CCS Galleries, Annandale-on-Hudson, New York
Is information embodied—inexorably linked to, and conditioned by, the material in which it finds expression? If so, what relationship does it bear to our own embodied status? from rest to rest seeks to investigate this relationship through the work of four artists: Ricci Albenda, Peter Campus, David Rokeby, Peter Rose. Each of their works acknowledges our presence, asking us to experience them through movement rather than rest.
Curator: Emily Zimmerman
Novel Readings presents a selection of works by Glenn Ligon, Jorge Macchi, and Ernesto Neto, which defy the way we usually think about cultures and contexts. The artworks are presented in association with novels and literary criticism, in order to trigger relationships that would not otherwise come into perspective. What is the difference between literature and visual art? Is the distinction just a matter of form? Novel Readings puts forward tensions and similarities resulting in new readings, not just of the artworks themselves, but of the cultural contexts from which they emerged.
Curator: Florencia Malbrán
Repeat Performances: Roni Horn and Ragnar Kjartansson consists of two major works, a photographic installation by Roni Horn and a commissioned performance by Ragnar Kjartansson. One hundred portraits of the actress Isabelle Huppert are juxtaposed with a live loop, continuing throughout the duration of the exhibition. The works offer a chance to experience very different approaches to contemporary questions of identity and difference, utilizing repetition, performance, and artistic practices outside the visual arts, namely film and theater. The exhibition also provides an opportunity to consider the role of the gallery space as a container for art, with one work relying on it completely and the other contesting it.

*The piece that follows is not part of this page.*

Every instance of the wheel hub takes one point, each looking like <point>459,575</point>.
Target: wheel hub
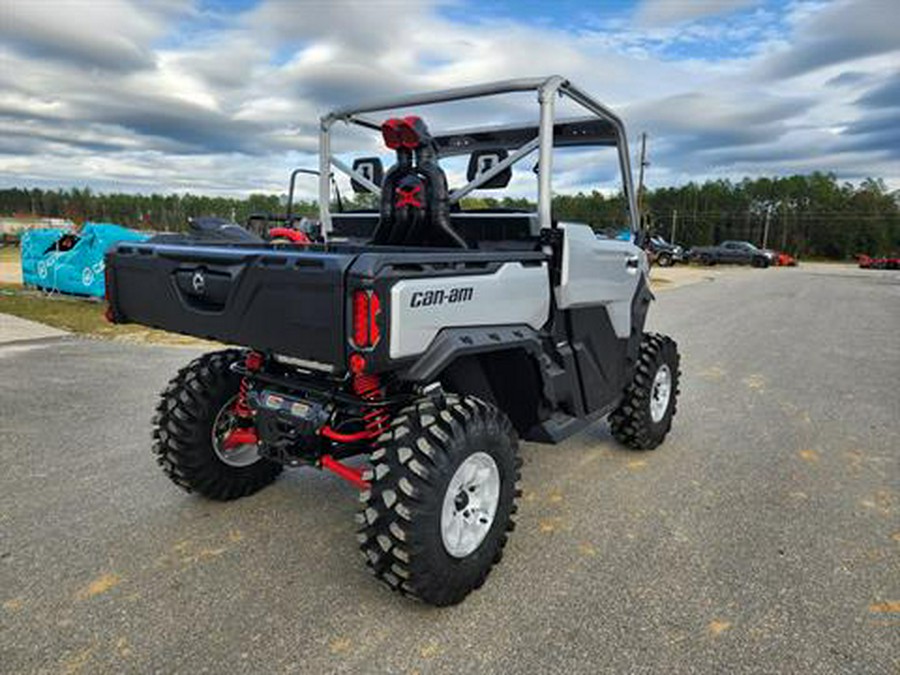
<point>660,393</point>
<point>470,504</point>
<point>232,454</point>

Curator: Markús Thór Andrésson
In Mirror Mirror on the Wall: Intersubjectivity in Parallax five artists and friends—José Miyashiro, Enrique La Cruz, Diego Lama, María Elena Alvarado, and Lara Alcántara—obsess over their own subjectivities in their work. The exhibition takes on these inquiries on the self, aiming at unzipping the intersubjective bonds that dress up the self, and that sustain the social network that grounds the show.
Curator: Max Hernández Calvo
Come On Pilgrim: A 110-mile Exhibition is devoted to experiential art practice and the use of journeys as an artistic medium. Five artists were commissioned to create a project in an area of interest between New York City and the Center for Curatorial Studies at Bard College (CCS Bard), located along a 110-mile route. Each work is the result of research and a journey through the region. The culmination of the project is the exhibition of experiential projects created for viewers who discover them by using a map, leading viewers on a journey of their own. Distance, navigation, logistics, and the unpredictable—all crucial elements of the artistic process—play an integral part in the viewer’s experience of this art. Swedish artist Karl Larsson and curator Laura Mott also provide an audio companion of discussions about the artistic practice and stories from their own 10-day journey on foot throughout the region.